Forum OpenACS Development: Custom privileges for a package

Collapse
Posted by Dave Bauer on
I am working on ETP 2.0, and I think I need one privilege that is not
in the standard set of read, write, create, delete, admin.

I can create this additional privilege, etp_publish as a child of admin.

Is there any reason to create new copies of read,write, etc... for a
package if the standard ones will work?

Collapse
Posted by Don Baccus on
The whole issue of replicated permissions is unsolved as there still seems to be differing opinions.  IMO the answer is "no", but I'm just one voice.

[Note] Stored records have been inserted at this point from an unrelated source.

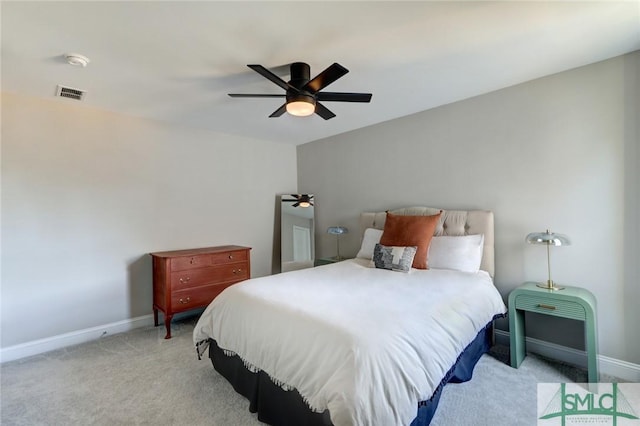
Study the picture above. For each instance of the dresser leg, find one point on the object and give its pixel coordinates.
(167, 324)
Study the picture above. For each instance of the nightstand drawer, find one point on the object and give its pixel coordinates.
(549, 306)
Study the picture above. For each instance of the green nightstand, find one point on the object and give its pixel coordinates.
(571, 302)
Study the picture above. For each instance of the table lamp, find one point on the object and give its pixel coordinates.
(548, 238)
(337, 231)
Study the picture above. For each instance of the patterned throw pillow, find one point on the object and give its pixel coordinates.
(393, 258)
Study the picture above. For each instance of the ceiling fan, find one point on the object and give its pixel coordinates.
(303, 95)
(301, 200)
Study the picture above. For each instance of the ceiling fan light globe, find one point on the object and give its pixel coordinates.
(300, 108)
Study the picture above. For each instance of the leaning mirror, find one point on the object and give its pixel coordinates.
(297, 249)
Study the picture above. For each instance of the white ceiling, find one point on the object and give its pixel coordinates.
(176, 61)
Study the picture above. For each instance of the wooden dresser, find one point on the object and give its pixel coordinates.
(190, 279)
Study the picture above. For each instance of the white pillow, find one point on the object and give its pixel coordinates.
(461, 253)
(371, 238)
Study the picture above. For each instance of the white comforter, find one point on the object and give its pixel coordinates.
(367, 344)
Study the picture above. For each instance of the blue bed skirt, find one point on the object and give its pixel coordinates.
(276, 406)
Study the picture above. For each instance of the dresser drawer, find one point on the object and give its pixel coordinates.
(230, 257)
(190, 262)
(549, 306)
(184, 300)
(202, 276)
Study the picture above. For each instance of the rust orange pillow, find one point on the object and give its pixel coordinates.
(411, 231)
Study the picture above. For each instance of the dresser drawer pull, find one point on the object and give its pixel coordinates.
(552, 308)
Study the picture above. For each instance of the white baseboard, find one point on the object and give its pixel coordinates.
(610, 366)
(73, 338)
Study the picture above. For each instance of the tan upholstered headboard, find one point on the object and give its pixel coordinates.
(452, 222)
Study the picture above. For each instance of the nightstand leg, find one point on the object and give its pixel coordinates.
(591, 345)
(516, 337)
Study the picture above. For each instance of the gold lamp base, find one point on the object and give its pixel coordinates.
(550, 285)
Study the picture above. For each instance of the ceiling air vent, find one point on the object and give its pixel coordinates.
(68, 92)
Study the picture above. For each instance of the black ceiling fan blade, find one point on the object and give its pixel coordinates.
(325, 78)
(255, 95)
(323, 111)
(343, 97)
(279, 111)
(271, 76)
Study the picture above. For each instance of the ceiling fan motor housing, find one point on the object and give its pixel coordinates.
(300, 74)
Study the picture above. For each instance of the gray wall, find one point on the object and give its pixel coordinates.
(86, 195)
(559, 152)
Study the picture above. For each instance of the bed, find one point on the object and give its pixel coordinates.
(357, 342)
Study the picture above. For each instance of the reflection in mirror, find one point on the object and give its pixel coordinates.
(297, 231)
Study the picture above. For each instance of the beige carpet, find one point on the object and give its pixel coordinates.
(139, 378)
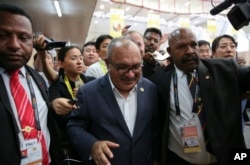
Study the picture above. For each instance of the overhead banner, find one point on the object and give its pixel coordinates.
(154, 20)
(116, 22)
(184, 22)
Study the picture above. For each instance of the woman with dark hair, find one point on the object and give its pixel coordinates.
(62, 92)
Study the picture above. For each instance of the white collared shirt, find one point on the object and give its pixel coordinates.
(186, 106)
(128, 106)
(41, 104)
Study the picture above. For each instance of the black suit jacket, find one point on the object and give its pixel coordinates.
(100, 118)
(9, 141)
(222, 82)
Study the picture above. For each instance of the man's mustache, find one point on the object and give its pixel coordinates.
(190, 58)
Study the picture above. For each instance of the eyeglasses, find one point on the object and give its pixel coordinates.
(152, 39)
(122, 69)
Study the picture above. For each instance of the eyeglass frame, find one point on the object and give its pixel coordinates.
(126, 69)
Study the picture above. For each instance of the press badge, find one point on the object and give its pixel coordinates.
(189, 136)
(31, 152)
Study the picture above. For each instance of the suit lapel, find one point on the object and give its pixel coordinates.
(140, 105)
(206, 84)
(6, 102)
(108, 95)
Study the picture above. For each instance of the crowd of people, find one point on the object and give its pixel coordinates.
(116, 102)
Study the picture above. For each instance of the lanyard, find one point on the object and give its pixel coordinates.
(33, 100)
(196, 100)
(103, 66)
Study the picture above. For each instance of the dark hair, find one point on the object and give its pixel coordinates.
(216, 41)
(100, 39)
(15, 10)
(87, 44)
(62, 54)
(203, 42)
(153, 29)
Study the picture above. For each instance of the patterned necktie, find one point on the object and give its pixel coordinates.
(26, 114)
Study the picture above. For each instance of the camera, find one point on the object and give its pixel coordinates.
(50, 44)
(238, 16)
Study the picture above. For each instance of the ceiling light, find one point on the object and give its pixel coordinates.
(58, 9)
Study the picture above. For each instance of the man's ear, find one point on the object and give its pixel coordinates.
(169, 50)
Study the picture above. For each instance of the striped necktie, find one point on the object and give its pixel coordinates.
(26, 114)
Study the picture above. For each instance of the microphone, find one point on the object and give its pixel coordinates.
(222, 6)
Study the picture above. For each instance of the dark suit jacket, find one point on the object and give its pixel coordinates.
(100, 118)
(222, 82)
(9, 141)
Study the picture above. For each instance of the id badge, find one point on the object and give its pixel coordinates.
(189, 137)
(31, 152)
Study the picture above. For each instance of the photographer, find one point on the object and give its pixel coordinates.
(41, 46)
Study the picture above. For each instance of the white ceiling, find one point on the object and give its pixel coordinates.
(78, 23)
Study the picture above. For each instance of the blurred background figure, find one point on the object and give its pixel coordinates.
(204, 49)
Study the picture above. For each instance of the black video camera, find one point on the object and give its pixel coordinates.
(238, 16)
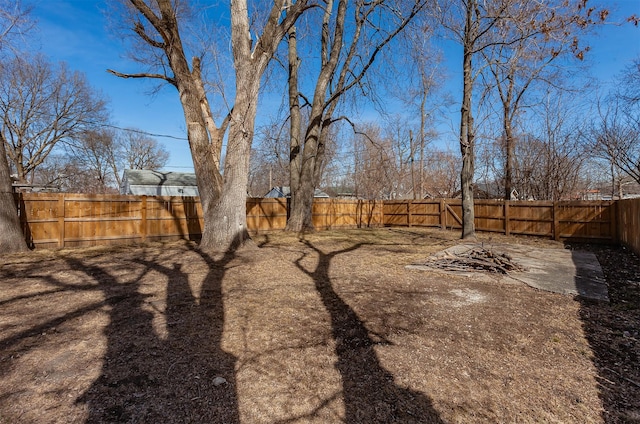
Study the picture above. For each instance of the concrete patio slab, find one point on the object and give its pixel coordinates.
(554, 270)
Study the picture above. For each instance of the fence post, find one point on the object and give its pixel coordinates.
(556, 222)
(143, 218)
(613, 218)
(61, 220)
(507, 223)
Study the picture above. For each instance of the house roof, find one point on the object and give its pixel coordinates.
(156, 178)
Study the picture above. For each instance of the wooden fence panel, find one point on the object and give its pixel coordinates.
(266, 214)
(59, 220)
(531, 218)
(593, 221)
(629, 223)
(338, 213)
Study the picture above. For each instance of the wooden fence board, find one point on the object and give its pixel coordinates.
(54, 220)
(628, 223)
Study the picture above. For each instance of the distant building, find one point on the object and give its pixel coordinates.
(156, 183)
(284, 191)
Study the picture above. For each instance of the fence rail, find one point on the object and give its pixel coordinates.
(591, 221)
(74, 220)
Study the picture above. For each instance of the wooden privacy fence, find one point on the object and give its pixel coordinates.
(589, 221)
(74, 220)
(629, 223)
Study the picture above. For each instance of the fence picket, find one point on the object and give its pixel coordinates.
(73, 220)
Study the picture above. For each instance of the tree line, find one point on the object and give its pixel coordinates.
(332, 58)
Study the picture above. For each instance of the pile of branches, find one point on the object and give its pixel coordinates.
(476, 258)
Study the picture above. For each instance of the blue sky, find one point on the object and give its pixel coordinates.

"publish" is so common to the CR paradigm that it ought to be declared there, perhaps with "edit" as well.  That's my off-the-top notion, anyway.

Collapse
Posted by Jon Griffin on
I also say no.

In the beginning days of ACS 4 most of the package porters at AD created priviliges sub classed from the main set of permissions.

After some thought and learning it was determined that the only real need for a permission is when the standard ones don't work. I also don't see what creating etp_publish as a child of admin buys you. You will in effect be giving them admin permissions anyway. What does a person with publish permission do different from an admin?

Collapse
Posted by Dave Bauer on
Jon,

My reasoning for a seperate publish privilege was so that you could appoint a news admin that could post new stories and moderate suggested stories, but not do the other admin tasks, like changing the application type, adding permissions, that a package admin would be able to do.

Collapse
Posted by Barry Books on
If it were me I'd create a publish package and mount it under ETP and grant people read access to that instance if you'd like them to view publish stats, write to allow them to publish and admin to allow them to admin the publish system. I think that it's cleaner and works better with the existing permission model. You could write the code in such a way that an ETP publish package mounted on a subsite can publish any ETP package below it.
Collapse
Posted by Jon Griffin on
In that case if read/write don't do the job I think you are correct to add a privilege. It doesn't need to inherit from admin though.
Collapse
Posted by John Mileham on
It should if you want people with admin on object 0 to be able to do the action.  What's the current state of that debate?  I fall on the everything-should-inherit-from-admin side of the fence, personally.
Collapse
Posted by Jon Griffin on
Your right I forgot about that. Inherit from the base perms if you need to create a new permission, but make sure you really need it.